Release notes

ellie timoney ellie at fastmail.com
Sun May 10 21:59:28 EDT 2015


Hi,

So, Cyrus 2.5 releases have been taking me way too long.  

2.5.1 was mostly delayed by learning the process and gaining access to
things (unsurprising for my first release).

2.5.2 is being held up by writing release notes -- and chasing up
user-level descriptions of what our changes are doing.  This is made
difficult partly by me only working on Cyrus a few days a week, and
partly by me being in a timezone that means my working hours rarely
coincide with other developers', meaning that everything I need to ask
about ends up being a few days round trip.  This means that when we
decide "yes, we need to do a new release", the new release isn't making
it out until like a week later -- not cool.
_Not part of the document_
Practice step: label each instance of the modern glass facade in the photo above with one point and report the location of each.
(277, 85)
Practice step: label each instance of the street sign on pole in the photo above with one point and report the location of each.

So from 2.5.2 on, I'm going to be checking the cyrus-imapd-2.5 branch
every day I'm on Cyrus, and drafting release notes for new commits as
they appear.  If I can't tell from the commit log or related maniphest
task(s) how to distill your change down to something suitable for
inclusion in the release notes (such as "fixed bug: no longer flurbl
when condition"), I'll email you about it.  Please respond promptly.

I'll also be creating a "Release 2.5.x" task in maniphest for the next
release as part of the release process.  If it's critical that your
change be included in the next release, please make sure it has an
associated maniphest task, and mark it as blocking the Release task.

When we decide that it's time to release, if there are commits on
cyrus-imapd-2.5 that I don't already have and can't easily determine how
to write a release note for, and the developer isn't responding to my
email, and if they aren't marked as blocking the release, then I'm
probably going to revert them, release, and then re-revert them (so
they'll end up delayed till the next release.)  But hopefully this won't
happen that often.

I don't think there's a problem with our commit messages -- they're
generally pretty descriptive of what's being done, from a developer
perspective, which is as they should be.  But release notes are for
users and need to be useful from their perspective, and it's not always
obvious from a developer-centric commit message what the ramification
for the user will be (especially when you're me and still learning the
code base).

Over time I'm hoping that we'll get to a point where commit messages
and/or maniphest tasks generally just already contain a suitable
description of their user-visible ramifications (if any), but I figure
we'll work towards that rather than suddenly mandate it.